I added another post to my series about the State of the Housing Market in Bergen County, because of an article that was just released in The Record and on northjersey.com…The return of the under $300k house in Bergen, Passaic counties…by Kathleen Lynn, that focuses on the lower price range of the market (in specific towns), and once again on affordability.
- is this really a return of lower priced homes?
- is it a temporary return?
- will this hurt sales of higher priced homes?
- or is this article all about nothing…because the sales figures for homes priced under $1 million hasn’t really changed all that much going back to 2009?
And to dig even deeper, is this the future for Bergen County home sales, because the lower price range is all that today’s buyers can afford?
In fact, it’s pretty easy to find a home for less than $250,000…
but not in the eastern part of the county!
This article seems more like a marketing piece for Realtors. And again, they make it all about price. But as the facts bare out, price doesn’t create more sales…it just makes it less expensive for people who are already in the market who probably would have bought a home at a higher price.
Sales of homes priced below $300k decreased in Tenafly by 88% in 2012…and that’s taking into consideration, all types of housing…not just single family homes…(8 houses sold in 2011 and only 1 house sold thus far in 2012). And there was a 17% decrease in this price range from 2010-2011.
Real estate is local!
As I’ve stated in previous posts, it’s impossible to properly assess the market at any price point unless you use comparison from a multiple of past years and price ranges. The shift to something is be more important than the shift to something. And this is the case for the articles in the above referenced publications.

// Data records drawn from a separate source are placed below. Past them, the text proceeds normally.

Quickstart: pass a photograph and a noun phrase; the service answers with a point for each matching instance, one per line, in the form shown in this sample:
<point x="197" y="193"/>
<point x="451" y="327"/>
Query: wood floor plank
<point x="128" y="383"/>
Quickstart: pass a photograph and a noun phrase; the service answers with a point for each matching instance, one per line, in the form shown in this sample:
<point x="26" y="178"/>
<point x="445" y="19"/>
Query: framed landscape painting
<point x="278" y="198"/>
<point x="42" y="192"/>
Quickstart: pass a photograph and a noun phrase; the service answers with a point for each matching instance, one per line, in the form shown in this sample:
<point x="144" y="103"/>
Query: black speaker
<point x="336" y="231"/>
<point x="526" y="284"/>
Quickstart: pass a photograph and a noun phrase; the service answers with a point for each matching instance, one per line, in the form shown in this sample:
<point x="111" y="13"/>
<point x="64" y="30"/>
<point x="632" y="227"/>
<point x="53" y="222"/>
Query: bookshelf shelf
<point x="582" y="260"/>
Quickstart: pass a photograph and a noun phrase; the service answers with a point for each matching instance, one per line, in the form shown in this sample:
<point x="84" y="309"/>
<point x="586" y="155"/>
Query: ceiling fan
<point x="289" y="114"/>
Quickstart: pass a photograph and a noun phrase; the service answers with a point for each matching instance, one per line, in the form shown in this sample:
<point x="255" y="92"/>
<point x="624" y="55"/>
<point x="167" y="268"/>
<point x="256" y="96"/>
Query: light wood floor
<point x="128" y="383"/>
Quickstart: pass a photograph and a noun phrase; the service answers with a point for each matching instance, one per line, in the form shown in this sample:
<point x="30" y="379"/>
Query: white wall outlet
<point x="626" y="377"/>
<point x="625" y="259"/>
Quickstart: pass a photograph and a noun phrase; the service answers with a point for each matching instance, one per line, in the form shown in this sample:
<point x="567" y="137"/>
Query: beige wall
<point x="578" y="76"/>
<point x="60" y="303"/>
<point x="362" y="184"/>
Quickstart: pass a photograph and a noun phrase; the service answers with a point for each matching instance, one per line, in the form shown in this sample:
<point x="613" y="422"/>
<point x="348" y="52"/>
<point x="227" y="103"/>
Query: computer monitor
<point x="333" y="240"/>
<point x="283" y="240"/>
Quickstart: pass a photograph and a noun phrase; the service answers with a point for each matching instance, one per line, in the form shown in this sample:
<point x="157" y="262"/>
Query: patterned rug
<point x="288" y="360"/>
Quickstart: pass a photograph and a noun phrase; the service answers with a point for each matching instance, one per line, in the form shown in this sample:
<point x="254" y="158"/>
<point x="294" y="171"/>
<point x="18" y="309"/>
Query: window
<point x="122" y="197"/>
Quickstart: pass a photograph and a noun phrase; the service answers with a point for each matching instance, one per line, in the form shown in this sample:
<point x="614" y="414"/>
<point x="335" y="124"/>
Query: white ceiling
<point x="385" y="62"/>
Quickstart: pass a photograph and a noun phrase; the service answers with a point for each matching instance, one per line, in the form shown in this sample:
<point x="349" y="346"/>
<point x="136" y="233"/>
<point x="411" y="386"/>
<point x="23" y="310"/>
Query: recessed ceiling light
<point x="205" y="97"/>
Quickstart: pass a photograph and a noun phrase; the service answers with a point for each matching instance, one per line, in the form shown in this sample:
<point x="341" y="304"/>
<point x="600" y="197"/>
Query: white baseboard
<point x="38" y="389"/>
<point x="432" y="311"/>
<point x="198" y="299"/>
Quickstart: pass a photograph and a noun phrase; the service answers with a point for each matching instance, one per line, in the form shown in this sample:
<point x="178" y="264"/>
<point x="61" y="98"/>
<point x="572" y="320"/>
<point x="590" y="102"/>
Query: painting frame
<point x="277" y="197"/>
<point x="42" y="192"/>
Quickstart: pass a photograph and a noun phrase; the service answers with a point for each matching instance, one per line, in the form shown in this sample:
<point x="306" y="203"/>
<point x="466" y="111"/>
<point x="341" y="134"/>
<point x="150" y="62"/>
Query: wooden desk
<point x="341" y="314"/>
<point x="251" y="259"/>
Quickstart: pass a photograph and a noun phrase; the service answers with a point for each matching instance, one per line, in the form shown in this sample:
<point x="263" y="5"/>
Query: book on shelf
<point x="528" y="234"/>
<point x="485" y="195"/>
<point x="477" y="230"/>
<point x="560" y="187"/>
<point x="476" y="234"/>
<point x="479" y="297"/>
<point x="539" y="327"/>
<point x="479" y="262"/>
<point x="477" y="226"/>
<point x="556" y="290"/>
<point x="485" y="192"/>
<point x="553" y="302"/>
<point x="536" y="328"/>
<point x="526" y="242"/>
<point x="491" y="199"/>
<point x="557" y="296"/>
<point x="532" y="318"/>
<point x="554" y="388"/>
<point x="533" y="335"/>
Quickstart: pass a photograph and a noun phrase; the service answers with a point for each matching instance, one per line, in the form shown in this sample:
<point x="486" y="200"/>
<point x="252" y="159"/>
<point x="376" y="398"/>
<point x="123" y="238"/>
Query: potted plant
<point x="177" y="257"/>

The Record’s look at property records found that under-$300,000 homes were a majority of sales in many towns that have traditionally drawn first-time home buyers, such as Bogota, Bergenfield, Elmwood Park, Garfield, Hackensack, Lodi, Clifton, Wanaque, West Milford and Pompton Lakes. But properties under $300,000 also made up 42 percent of the sales in Fair Lawn, 27 percent of the sales in Mahwah and 23 percent of the sales in Waldwick.
I’m going out on a limb to say that a majority of the homes sold in Tenafly are also to first time buyer…but at higher prices than the towns mentioned above. Which means that the $300k price range is irrelevant, but for talking about an incredibly narrow price point.
Yes it’s true that the sales of homes priced below $500k (they use the weird figure of $300k…whereas I use more simplified figures in $500k-$1.0m increments, so it’s easier to understand) has increased by a whopping 31% in 2012…from 40% of all homes sold in Bergen County to 62% of home sales.
But what the articles failed to point out is that in 2011 the sales of homes priced below $500k, actually fell by an equally whopping 27% from 2010. So the return to the $300k home may not be such a radical move after all (or could it be incredibly radical).
And also not mentioned were the sales figures for homes priced from $500k- $1 million:
- sales of homes in this price ranged decreased by 36%…from 47% to 30% of all homes sold in Bergen County
- however, sales in the same price range increased in 2011 by 28%
What this really tells us about the market is something that we all need to be concerned about…and that is the trend that this portrays. Which is that if this is in fact the trend that the publications believe that it is, is that the market in Bergen County is going to be predominately positive only for lower priced homes. Because as they point out, most of today’s buyers are first time buyers…not move up buyers.
And if this is in fact the case, which it could be, then the trend for homes priced well above these figures will suffer, because there isn’t enough of a supply of these homes for sale. Which will then cause the price of the lower priced homes to increase in value. Which will then cause less homes to sell…and push more people to rentals.
Another problem that isn’t addressed in the articles is…what does this mean for towns like Tenafly, Cresskill, Closter and others in the more expensive eastern part of the County where the prices are considerably more expensive than in other areas of the County. Will the eastern towns get hurt if this remains the trend?
If there’s one thing to learn from this…it’s that real estate is very local. And if facts aren’t compared to other towns a price ranges, then it has no baring on anything other than to create distracting noise. But worse it misleads consumers into believing something that is broadly true, but locally not correct.
If I only read the headline…The return of the under $300k house in Bergen, Passaic counties…then I would believe that the $300k home sale was a trend everywhere in Bergen County. But it’s not.
But I do think that this highlights a serious problem that will affect us in the future…throughout Bergen County. If this is the price range that buyers can afford for the next few years, it creates a problem for sales and values everywhere in the county.
The article was great in that it brings to attention some potential future problems with our housing market, and by pointing out that some people are looking in specific areas for lower priced homes, but that has pretty much always been the case in Bergen County. But you didn’t know that.